New England may still opt to trade Thuney...
When they made the move official, the Patriots’ statement said that using the franchise tag would allow “both sides more time to try to reach the goal of a long-term agreement.” Despite that sentiment, however, a trade still remains an option depending on how the other dominoes fall over the coming hours. The chances of him playing on a one-year, $14.78 million deal for New England in 2020 appear to be minimal, after all, while his market is projected to be a vital one even with him currently under the tag.
As a result, the Patriots might be able to recoup the second-round draft pick they lost as a result of the Mohamed Sanu trade last year. Or they might be in a position to add a player at a position of need — think: offensive skill positions — in exchange for Thuney. While anything seems possible, there is one thing we do know for sure: New England trading the 27-year-old would only be possible if Thuney has signed the tag at that point.
...or keep him to shore up the offensive line
New England drafted Thuney in the third round of the 2016 draft and he immediately became the team’s starter at left guard — a role he held throughout his tenure with the team so far. Along the way, he improved every single season and also became one of the most durable players in all of football: Thuney started 74 of a possible 74 games, and rarely left the field. At one point between Week 13 of the 2017 season and Week 2 of the 2019 season he played 2,004 consecutive offensive snaps.
Keeping him in the fold would therefore be big for an offensive line that already has to move forward without its position coach, Dante Scarnecchia, who announced his retirement earlier during the offseason. Furthermore, the Patriots might see some additional changes at the center position: David Andrews appears to be on his way to return from a year-long stint on injured reserve after being diagnosed with blood clots in his lungs last August.

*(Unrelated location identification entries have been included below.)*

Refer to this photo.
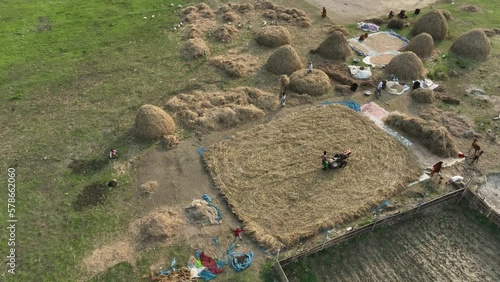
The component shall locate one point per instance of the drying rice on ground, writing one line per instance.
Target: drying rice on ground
(316, 83)
(236, 65)
(219, 110)
(431, 134)
(272, 178)
(108, 256)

Keeping Thuney and adding Andrews to the equation — as well as second-year offensive tackle Yodny Cajuste — would give New England one of the better O-lines in all of football. The projected top lineup for 2020 would look as follows if that were the case:
LT Isaiah Wynn — LG Joe Thuney — C David Andrews — RG Shaq Mason — RT Marcus Cannon
With the exception of former first-round draft pick Wynn, who entered the starting line in 2019 after the free agency departure of Trent Brown, this would be the same line as the one that won Super Bowls 51 and 53.

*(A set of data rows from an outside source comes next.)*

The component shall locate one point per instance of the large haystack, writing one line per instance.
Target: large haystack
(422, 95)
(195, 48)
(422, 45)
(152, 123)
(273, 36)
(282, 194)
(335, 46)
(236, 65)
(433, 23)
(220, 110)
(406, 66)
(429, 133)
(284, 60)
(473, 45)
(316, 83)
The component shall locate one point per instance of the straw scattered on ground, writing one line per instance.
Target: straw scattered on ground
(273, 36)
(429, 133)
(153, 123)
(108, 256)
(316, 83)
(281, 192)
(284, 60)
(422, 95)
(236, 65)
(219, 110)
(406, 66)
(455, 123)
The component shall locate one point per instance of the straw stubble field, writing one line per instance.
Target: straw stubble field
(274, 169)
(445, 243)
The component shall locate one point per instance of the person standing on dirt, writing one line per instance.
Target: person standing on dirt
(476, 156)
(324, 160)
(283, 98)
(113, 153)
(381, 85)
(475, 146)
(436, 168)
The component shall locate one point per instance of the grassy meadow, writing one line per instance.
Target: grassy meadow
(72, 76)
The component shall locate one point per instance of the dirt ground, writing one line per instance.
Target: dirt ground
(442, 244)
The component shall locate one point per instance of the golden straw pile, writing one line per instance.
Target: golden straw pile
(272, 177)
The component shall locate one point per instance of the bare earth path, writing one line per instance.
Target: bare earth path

The chips have started falling into place
No matter what New England ends up doing, putting the franchise tag to use in order to keep Thuney in the fold was the first of the Patriots’ moves on Monday and it potentially set the stage for others to follow.
After all, the decision comes with a hefty price tag that would significantly limit the team’s ability to make any follow-up transactions during free agency. New England should therefore be expected to try to create some additional salary cap space soon — either by parting ways with more expensive players on the roster, or by extending veterans such as linebacker Dont’a Hightower or cornerback Stephon Gilmore to lower their cap hits.
The Patriots are still in a position to re-sign Tom Brady
Thuney currently takes up a big portion of New England’s salary cap, and with Devin McCourty and Matthew Slater also recently re-signing the question is valid whether or not the team still has enough room to bring its biggest free agent back into the fold. The cap, however, is flexible and as noted above New England has numerous ways to make the picture look better and in turn more appealing for Brady — both in terms of a financial commitment towards him and potential upgrades on offense.
Franchise-tagging Thuney, whatever the long-term intentions may be, is not necessarily a definitive statement on Brady.